Regarding the future graphene industry, it will be built on the basis of the killer application of graphene materials, rather than as a panacea-like additive. The domestic market is mainly concerned with these products, including clothing, coatings, composite materials, adsorption, lubrication products, as well as graphene lithium batteries, smart bracelets, graphene mobile phone touch screens, etc.; while the international focus is on graphene super cars. .uukanshu.com also has IoT sensors, wearable devices and health management, data communications, energy technology, composite materials, and more.
Regarding the current situation of China's graphene material industry, there is a serious tendency to rush for quick success, lack of attention to the core technology of the future graphene industry, a large number of patents, but insufficient innovation capabilities and lack of real core intellectual property rights. In addition, the hype in the capital market is mixed, the blind construction of industrial parks, and simple duplication are serious. Testing standards have not yet been established, market products are mixed, and funding is scattered and seriously inadequate. The government must clarify its decision-making position, focus on laying out the core technologies of the graphene industry in the future, and hand over low- and mid-end products to the market and enterprises.
About graphene patents
According to a study by CambridgeIP, a British patent consulting company, as of May 2014, the number of patents applied for in the graphene field worldwide was 11,372, with Asia accounting for 3,060, and Europe and the United Kingdom with only 361 and 41 respectively, which is clearly lagging behind. The number of patents in the graphene field needs to be viewed carefully.

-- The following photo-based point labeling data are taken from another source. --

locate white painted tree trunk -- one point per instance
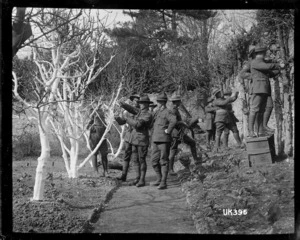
(43, 162)
(74, 158)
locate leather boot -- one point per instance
(124, 172)
(225, 141)
(163, 183)
(262, 132)
(94, 163)
(252, 118)
(157, 170)
(171, 162)
(238, 139)
(208, 146)
(104, 161)
(142, 181)
(266, 118)
(217, 143)
(197, 159)
(137, 169)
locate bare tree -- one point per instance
(64, 72)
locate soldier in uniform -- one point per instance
(127, 134)
(261, 91)
(245, 74)
(232, 126)
(178, 136)
(152, 107)
(163, 123)
(210, 112)
(139, 138)
(222, 118)
(97, 130)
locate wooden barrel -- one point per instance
(261, 150)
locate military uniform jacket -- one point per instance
(176, 131)
(96, 124)
(209, 116)
(97, 121)
(140, 124)
(222, 113)
(129, 113)
(245, 73)
(231, 113)
(260, 73)
(164, 119)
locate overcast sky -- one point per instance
(113, 18)
(233, 19)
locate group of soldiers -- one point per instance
(158, 126)
(219, 115)
(162, 128)
(257, 70)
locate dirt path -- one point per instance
(146, 209)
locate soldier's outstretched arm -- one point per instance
(245, 73)
(224, 102)
(143, 121)
(273, 73)
(91, 122)
(172, 122)
(129, 108)
(210, 109)
(264, 66)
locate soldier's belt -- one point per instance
(221, 111)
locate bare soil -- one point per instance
(68, 202)
(226, 181)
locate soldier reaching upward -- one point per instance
(222, 119)
(178, 136)
(97, 130)
(210, 113)
(139, 138)
(261, 91)
(127, 136)
(152, 107)
(164, 123)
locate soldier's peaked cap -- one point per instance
(162, 97)
(152, 105)
(175, 98)
(251, 50)
(260, 49)
(215, 91)
(134, 96)
(144, 99)
(210, 99)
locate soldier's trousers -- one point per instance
(139, 154)
(258, 103)
(187, 140)
(130, 151)
(226, 127)
(160, 153)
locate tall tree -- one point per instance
(277, 26)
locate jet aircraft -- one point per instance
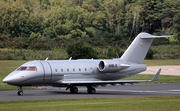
(85, 72)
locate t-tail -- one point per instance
(138, 49)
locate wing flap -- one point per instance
(155, 78)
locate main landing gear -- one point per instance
(20, 91)
(74, 89)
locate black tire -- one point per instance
(91, 90)
(74, 89)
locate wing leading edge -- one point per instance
(155, 78)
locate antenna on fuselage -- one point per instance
(70, 58)
(46, 59)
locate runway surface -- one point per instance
(137, 90)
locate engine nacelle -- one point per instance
(109, 66)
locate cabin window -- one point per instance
(31, 68)
(21, 68)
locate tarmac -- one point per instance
(173, 70)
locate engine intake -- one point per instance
(108, 66)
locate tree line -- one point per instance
(46, 24)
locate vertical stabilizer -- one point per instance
(138, 49)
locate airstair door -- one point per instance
(47, 70)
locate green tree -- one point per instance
(79, 51)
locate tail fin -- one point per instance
(138, 49)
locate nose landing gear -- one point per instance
(20, 91)
(91, 90)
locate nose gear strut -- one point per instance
(20, 91)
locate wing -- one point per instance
(155, 78)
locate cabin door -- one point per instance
(47, 70)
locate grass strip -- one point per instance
(163, 103)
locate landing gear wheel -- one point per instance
(20, 93)
(91, 90)
(74, 89)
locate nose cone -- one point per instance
(8, 79)
(12, 78)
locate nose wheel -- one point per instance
(20, 91)
(73, 89)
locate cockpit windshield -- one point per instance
(29, 68)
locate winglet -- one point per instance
(155, 78)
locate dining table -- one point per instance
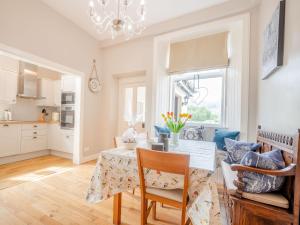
(116, 171)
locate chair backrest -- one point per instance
(290, 147)
(163, 162)
(118, 142)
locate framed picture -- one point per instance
(273, 42)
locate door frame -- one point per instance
(119, 77)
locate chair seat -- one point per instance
(175, 194)
(275, 199)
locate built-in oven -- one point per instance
(68, 98)
(67, 120)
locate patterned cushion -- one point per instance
(259, 183)
(220, 136)
(161, 130)
(192, 133)
(237, 149)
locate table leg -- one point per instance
(117, 209)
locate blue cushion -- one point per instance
(161, 130)
(221, 134)
(237, 149)
(259, 183)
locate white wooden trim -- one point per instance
(15, 158)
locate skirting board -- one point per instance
(15, 158)
(61, 154)
(90, 158)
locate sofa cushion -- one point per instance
(161, 130)
(221, 134)
(192, 133)
(274, 199)
(237, 149)
(260, 183)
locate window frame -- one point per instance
(203, 75)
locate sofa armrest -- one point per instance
(287, 171)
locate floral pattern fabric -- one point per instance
(117, 171)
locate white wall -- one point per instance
(32, 27)
(138, 54)
(129, 57)
(279, 95)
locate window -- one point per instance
(200, 94)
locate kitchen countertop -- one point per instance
(26, 122)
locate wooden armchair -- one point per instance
(281, 208)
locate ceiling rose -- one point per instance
(116, 20)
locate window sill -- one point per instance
(205, 125)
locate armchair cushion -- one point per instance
(237, 149)
(221, 134)
(275, 199)
(261, 183)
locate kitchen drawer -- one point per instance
(10, 139)
(37, 126)
(34, 132)
(32, 144)
(10, 130)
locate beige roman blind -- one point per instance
(209, 52)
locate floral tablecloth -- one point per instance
(116, 171)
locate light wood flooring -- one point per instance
(51, 191)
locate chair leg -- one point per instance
(146, 209)
(154, 211)
(188, 222)
(183, 214)
(143, 211)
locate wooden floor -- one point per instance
(51, 191)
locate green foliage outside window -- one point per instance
(203, 114)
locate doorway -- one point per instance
(132, 103)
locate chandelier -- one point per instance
(117, 21)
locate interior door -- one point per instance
(132, 103)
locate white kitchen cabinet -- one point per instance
(50, 91)
(9, 64)
(8, 87)
(59, 139)
(57, 92)
(68, 84)
(9, 139)
(34, 137)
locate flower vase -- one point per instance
(174, 139)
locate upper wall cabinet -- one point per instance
(50, 91)
(9, 69)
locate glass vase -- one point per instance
(174, 139)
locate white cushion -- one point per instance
(175, 194)
(229, 177)
(274, 199)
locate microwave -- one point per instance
(68, 98)
(67, 119)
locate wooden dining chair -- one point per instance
(163, 162)
(117, 144)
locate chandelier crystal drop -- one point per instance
(116, 20)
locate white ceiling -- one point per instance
(157, 11)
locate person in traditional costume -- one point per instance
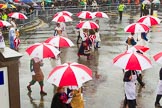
(37, 74)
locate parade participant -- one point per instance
(129, 79)
(77, 100)
(63, 28)
(58, 30)
(37, 74)
(60, 99)
(2, 42)
(159, 90)
(143, 41)
(12, 36)
(120, 10)
(85, 46)
(17, 40)
(97, 33)
(130, 41)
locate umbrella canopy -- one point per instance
(62, 18)
(4, 23)
(158, 57)
(87, 25)
(146, 2)
(70, 74)
(132, 61)
(85, 15)
(156, 1)
(17, 15)
(60, 41)
(63, 13)
(42, 50)
(5, 6)
(149, 20)
(100, 14)
(138, 48)
(136, 28)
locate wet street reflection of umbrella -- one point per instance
(62, 18)
(138, 48)
(85, 15)
(149, 20)
(136, 28)
(60, 41)
(87, 25)
(158, 58)
(70, 74)
(42, 50)
(17, 15)
(132, 61)
(63, 13)
(100, 15)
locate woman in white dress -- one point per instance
(130, 78)
(159, 90)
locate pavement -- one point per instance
(106, 90)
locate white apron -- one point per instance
(159, 88)
(130, 88)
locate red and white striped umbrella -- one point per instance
(4, 23)
(60, 41)
(158, 57)
(62, 18)
(42, 50)
(138, 48)
(136, 28)
(70, 74)
(85, 15)
(87, 25)
(63, 13)
(149, 20)
(132, 61)
(17, 15)
(100, 14)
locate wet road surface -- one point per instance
(106, 89)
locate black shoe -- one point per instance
(43, 93)
(29, 89)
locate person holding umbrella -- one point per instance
(129, 79)
(159, 90)
(35, 65)
(120, 10)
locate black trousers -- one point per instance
(158, 97)
(120, 15)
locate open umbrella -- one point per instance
(60, 41)
(4, 23)
(158, 57)
(62, 18)
(149, 20)
(136, 28)
(63, 13)
(17, 15)
(132, 61)
(100, 14)
(87, 25)
(70, 74)
(85, 15)
(42, 50)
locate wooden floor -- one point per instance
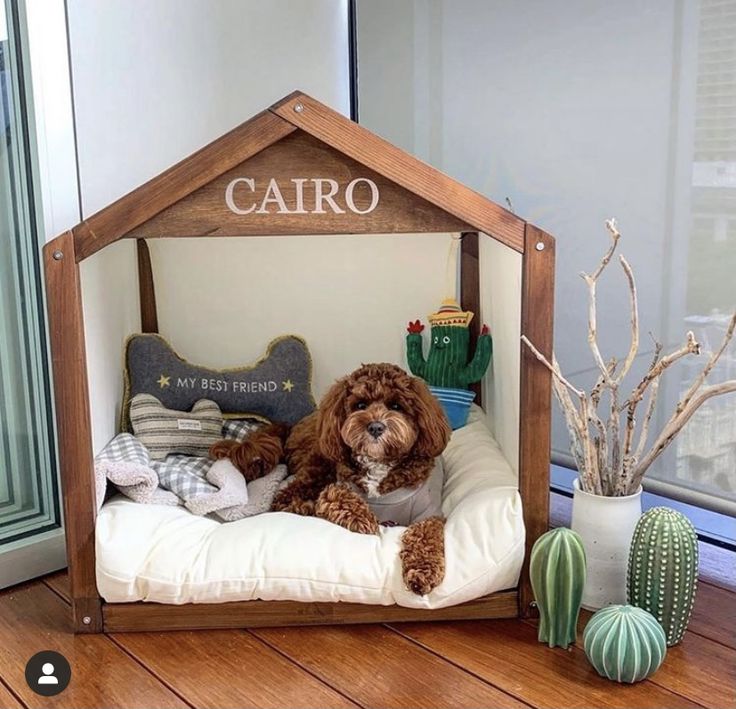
(454, 664)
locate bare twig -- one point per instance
(674, 426)
(608, 465)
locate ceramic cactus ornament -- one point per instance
(557, 570)
(663, 569)
(624, 643)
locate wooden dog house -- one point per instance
(298, 168)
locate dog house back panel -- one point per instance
(111, 312)
(500, 297)
(220, 301)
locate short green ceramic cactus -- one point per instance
(447, 363)
(557, 570)
(624, 643)
(663, 569)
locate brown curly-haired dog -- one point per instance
(376, 430)
(257, 454)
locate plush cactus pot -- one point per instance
(557, 570)
(624, 643)
(455, 403)
(663, 569)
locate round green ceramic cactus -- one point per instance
(624, 643)
(557, 570)
(447, 364)
(663, 569)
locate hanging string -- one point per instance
(451, 267)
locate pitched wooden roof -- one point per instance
(296, 112)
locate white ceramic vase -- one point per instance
(606, 526)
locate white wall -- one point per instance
(153, 82)
(577, 110)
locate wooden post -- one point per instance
(74, 431)
(470, 294)
(538, 264)
(146, 288)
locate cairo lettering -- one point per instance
(240, 196)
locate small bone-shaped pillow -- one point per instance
(278, 387)
(164, 431)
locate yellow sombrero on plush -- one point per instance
(450, 314)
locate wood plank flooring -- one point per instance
(452, 664)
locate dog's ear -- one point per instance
(434, 429)
(330, 421)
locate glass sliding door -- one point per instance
(30, 517)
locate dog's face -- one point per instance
(383, 414)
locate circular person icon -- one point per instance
(48, 673)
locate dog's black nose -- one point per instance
(376, 428)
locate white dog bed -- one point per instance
(168, 555)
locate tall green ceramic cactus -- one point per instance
(557, 570)
(663, 569)
(447, 363)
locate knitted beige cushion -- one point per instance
(164, 431)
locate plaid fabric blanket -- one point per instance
(202, 485)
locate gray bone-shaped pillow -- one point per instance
(278, 387)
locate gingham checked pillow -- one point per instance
(164, 431)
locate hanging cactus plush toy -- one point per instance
(448, 369)
(557, 570)
(663, 569)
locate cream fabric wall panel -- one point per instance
(111, 312)
(221, 300)
(500, 278)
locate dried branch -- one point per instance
(715, 356)
(634, 346)
(608, 465)
(674, 426)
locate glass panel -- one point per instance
(573, 112)
(28, 497)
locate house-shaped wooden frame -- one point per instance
(297, 136)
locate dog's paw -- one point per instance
(340, 505)
(423, 580)
(423, 555)
(284, 502)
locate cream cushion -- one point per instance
(168, 555)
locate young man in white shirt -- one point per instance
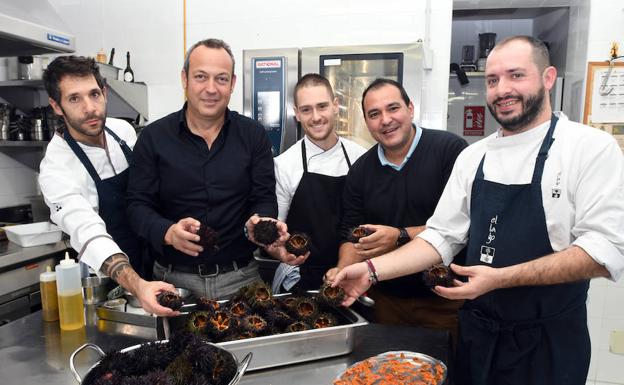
(539, 205)
(83, 177)
(310, 178)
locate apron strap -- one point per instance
(304, 157)
(85, 160)
(122, 143)
(541, 156)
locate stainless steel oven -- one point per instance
(270, 75)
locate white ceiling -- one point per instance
(485, 4)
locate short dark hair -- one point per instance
(380, 82)
(62, 66)
(541, 54)
(208, 43)
(311, 80)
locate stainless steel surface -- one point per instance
(290, 348)
(34, 352)
(291, 76)
(31, 28)
(94, 289)
(124, 99)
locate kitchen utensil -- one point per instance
(94, 289)
(486, 43)
(241, 366)
(402, 366)
(34, 234)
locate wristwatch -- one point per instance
(403, 237)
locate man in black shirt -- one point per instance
(392, 190)
(202, 166)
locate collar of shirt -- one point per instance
(385, 162)
(183, 125)
(312, 149)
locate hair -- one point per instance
(380, 82)
(208, 43)
(541, 54)
(312, 80)
(62, 66)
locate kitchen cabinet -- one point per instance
(125, 100)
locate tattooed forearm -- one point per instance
(115, 265)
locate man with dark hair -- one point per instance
(539, 206)
(310, 179)
(83, 177)
(392, 190)
(199, 174)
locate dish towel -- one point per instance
(285, 276)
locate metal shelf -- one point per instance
(23, 143)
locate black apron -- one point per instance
(316, 209)
(112, 203)
(524, 335)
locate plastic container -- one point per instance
(34, 234)
(49, 298)
(69, 290)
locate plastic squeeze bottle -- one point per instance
(49, 300)
(69, 289)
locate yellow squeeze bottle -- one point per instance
(49, 299)
(69, 289)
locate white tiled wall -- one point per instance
(17, 182)
(152, 30)
(606, 305)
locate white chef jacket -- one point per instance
(289, 167)
(70, 192)
(582, 190)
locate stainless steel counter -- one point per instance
(11, 253)
(36, 352)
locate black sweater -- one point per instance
(381, 195)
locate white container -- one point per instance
(69, 290)
(33, 234)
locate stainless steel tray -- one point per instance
(290, 348)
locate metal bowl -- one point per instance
(134, 301)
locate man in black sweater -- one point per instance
(392, 190)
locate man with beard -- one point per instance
(84, 175)
(206, 169)
(539, 204)
(310, 178)
(391, 191)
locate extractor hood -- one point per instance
(32, 27)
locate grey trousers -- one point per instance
(221, 286)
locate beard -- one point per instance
(77, 123)
(531, 107)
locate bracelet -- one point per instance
(372, 272)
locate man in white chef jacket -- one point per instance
(83, 177)
(539, 206)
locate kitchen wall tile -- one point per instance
(610, 368)
(595, 300)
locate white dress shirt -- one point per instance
(289, 167)
(582, 190)
(70, 192)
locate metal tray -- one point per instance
(290, 348)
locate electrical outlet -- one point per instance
(616, 342)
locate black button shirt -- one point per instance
(174, 175)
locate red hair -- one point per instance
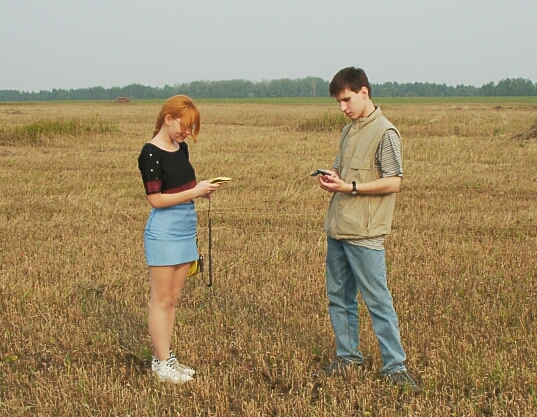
(180, 107)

At present, China and South Korea have applied for a large number of patents in the field of graphene, and the European Patent Office is very picky in granting patents, so the number of patent applications filed in Europe is relatively small. The gap in the number of patents is not an indicator that Europe is lagging behind in this technical field.
In terms of the absolute number of patents, it is undeniable that Europe is lagging behind, but its quality is not lower than that of other countries. Many Chinese patents are not international patents; South Korea has dozens of patents in a certain field, while European patents cover many research fields. Europe and the United Kingdom do need more patents and are working hard to do so, but the number of patents needs to be viewed more carefully.